That's Black, Indigenous, and People Of Colour, in case you're not up on the latest jargon. Apparently there is a black, native, and people of colour coalition coalescing as I type these words.
I'm not sure how this will work out. "People of colour" is a pretty big basket. Asians are racialized people of colour, aren't they? How much does an Asian-Canadian kid have in common with a black kid from Jane Finch? And how much do either of them have in common with a native kid in Attawpiskat?
Seems to me this "BIPOC" label is intended to mean "non-white." Who is white and who is not, is oddly enough, something that changes over time. For example, when Greeks were first getting off the boat in significant numbers, they suffered all kinds of discrimination because, like other Mediterranean people, they weren't considered "white." That's why a lot of your early Greek immigrants opened restaurants. Like the Chinese, it was a niche that was open to them.
Believe it or not, there was a time when Irish immigrants weren't considered "white."

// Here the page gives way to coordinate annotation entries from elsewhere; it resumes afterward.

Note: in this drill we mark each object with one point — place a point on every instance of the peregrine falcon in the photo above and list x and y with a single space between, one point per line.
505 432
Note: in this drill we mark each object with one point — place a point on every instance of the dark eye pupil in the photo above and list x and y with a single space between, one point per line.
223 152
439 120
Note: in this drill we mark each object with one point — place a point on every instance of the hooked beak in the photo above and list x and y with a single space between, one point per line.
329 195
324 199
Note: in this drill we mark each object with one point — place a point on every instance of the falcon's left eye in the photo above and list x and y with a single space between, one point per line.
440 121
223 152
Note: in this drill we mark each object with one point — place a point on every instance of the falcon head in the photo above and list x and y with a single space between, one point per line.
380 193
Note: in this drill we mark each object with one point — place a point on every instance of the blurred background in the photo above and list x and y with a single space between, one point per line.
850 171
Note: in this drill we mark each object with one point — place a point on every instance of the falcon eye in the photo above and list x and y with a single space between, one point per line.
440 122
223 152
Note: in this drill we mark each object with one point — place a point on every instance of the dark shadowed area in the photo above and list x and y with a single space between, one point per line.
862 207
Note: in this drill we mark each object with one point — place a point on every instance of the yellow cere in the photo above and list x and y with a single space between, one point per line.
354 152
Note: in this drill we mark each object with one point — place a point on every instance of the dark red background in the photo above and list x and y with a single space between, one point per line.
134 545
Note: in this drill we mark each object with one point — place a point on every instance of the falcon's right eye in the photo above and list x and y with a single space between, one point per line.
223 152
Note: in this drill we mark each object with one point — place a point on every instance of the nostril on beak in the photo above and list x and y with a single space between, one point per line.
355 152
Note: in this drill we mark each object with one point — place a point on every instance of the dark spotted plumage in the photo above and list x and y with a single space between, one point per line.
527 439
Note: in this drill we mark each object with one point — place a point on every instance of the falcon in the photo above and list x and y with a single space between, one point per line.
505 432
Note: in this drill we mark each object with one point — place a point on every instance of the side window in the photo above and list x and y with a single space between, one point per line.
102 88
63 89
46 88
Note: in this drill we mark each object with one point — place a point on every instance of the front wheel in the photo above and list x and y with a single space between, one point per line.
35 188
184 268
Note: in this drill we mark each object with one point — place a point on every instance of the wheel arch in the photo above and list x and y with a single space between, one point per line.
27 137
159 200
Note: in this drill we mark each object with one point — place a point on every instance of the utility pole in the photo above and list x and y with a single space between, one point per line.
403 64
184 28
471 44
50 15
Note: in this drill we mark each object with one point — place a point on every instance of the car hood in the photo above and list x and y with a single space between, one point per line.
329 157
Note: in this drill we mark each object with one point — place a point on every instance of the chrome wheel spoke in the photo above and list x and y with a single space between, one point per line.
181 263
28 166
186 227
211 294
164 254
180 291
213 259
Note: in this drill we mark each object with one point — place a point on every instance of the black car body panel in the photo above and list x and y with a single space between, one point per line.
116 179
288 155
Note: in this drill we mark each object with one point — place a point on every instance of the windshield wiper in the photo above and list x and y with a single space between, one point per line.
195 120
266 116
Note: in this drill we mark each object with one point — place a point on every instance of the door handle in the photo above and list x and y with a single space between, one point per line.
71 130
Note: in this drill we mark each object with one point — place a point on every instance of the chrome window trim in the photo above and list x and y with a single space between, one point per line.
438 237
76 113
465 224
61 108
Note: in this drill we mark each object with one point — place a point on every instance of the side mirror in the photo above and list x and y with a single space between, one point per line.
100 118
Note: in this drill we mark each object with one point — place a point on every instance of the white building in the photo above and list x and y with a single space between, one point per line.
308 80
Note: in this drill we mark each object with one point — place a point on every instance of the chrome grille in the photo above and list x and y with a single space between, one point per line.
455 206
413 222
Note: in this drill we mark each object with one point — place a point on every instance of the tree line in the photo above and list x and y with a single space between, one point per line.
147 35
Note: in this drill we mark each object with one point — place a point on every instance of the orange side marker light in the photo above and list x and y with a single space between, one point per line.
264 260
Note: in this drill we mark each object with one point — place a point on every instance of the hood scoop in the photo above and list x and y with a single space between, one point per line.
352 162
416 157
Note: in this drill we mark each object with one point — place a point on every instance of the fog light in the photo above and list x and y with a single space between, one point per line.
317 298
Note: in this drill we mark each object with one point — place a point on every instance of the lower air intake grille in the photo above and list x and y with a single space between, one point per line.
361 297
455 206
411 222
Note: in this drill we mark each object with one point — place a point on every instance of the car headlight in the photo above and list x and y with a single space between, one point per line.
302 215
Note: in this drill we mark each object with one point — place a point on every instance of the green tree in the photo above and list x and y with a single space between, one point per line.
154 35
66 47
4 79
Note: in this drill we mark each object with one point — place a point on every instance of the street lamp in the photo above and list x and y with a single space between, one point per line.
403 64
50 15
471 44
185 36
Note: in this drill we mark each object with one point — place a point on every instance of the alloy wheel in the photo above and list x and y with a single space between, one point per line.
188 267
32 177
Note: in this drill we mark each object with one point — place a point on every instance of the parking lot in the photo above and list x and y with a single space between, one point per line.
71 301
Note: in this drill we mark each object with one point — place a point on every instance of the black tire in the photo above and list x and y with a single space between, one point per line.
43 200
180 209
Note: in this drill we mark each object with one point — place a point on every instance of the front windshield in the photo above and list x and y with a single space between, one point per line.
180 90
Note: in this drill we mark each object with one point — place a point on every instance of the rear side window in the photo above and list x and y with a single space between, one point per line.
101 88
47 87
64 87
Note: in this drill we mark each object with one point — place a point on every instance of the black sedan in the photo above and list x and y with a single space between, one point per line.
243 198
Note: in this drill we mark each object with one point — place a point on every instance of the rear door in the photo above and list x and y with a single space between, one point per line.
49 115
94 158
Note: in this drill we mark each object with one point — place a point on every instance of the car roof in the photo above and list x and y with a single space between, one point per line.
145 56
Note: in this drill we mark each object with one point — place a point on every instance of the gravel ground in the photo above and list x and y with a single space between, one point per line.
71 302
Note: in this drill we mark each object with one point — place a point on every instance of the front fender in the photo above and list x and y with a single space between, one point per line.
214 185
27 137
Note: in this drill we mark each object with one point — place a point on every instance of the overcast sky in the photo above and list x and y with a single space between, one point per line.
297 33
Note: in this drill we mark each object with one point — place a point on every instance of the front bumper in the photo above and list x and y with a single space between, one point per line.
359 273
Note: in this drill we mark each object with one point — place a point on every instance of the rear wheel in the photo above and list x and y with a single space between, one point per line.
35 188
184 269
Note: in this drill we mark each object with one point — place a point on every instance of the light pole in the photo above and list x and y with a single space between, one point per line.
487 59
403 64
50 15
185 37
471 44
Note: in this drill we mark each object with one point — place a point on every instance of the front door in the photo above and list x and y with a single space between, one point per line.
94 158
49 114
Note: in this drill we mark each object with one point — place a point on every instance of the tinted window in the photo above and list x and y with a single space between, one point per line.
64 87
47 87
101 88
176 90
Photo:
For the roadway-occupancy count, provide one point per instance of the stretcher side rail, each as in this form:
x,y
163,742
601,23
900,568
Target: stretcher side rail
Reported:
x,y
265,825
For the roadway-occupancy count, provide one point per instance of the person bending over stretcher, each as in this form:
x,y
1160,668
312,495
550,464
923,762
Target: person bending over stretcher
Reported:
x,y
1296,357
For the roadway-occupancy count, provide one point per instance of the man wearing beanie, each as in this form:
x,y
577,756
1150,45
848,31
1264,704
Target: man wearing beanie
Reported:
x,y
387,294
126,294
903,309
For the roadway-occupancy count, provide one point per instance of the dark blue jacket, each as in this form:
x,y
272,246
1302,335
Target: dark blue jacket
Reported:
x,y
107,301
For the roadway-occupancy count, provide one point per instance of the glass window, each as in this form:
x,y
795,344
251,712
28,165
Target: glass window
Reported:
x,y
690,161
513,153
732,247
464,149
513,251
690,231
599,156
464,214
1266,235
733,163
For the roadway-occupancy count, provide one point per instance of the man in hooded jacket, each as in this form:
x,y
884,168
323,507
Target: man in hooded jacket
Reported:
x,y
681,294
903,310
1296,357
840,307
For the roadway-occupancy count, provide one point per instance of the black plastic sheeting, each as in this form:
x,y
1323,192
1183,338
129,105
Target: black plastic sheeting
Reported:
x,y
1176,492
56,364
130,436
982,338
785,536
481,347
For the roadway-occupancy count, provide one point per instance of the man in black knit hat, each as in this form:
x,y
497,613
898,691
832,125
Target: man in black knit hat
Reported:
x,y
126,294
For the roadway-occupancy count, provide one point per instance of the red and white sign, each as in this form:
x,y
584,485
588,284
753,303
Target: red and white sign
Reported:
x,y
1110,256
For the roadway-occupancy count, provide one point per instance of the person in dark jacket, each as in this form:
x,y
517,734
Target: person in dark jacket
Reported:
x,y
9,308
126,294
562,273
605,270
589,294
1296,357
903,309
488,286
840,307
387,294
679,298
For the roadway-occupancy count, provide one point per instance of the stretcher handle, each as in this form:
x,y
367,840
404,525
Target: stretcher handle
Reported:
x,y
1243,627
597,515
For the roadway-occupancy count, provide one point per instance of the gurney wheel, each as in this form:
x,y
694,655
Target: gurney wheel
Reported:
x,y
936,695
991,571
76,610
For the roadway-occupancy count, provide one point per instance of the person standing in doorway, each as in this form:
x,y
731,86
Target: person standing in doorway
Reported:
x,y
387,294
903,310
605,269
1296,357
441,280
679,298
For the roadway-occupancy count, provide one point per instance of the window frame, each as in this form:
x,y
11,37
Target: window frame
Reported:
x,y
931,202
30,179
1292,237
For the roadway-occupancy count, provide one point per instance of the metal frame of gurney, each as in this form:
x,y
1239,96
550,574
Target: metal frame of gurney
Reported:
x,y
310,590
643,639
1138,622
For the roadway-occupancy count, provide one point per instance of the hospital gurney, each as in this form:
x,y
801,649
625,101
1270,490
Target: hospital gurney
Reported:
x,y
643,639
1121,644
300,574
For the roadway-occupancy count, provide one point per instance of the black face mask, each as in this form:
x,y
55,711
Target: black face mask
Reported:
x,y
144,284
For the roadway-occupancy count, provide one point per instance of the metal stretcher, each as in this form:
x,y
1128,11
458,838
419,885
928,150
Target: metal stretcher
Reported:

The Irish are a special case, of course. In their old country they had a civil war that dragged on forever, between the white Catholics and the equally white Protestants. It's kind of tough to get your head around, because they're all white and they all love Jesus, but they merrily murdered one another for generations.
I've always found cause for great optimism in the fact that when we take the occasional visit to the big city, you see all sorts of folks fraternising with people who don't look like them. Give it a couple of generations, I thought, and everybody will be some shade of beige.
Sadly, we seem to be heading in the opposite direction.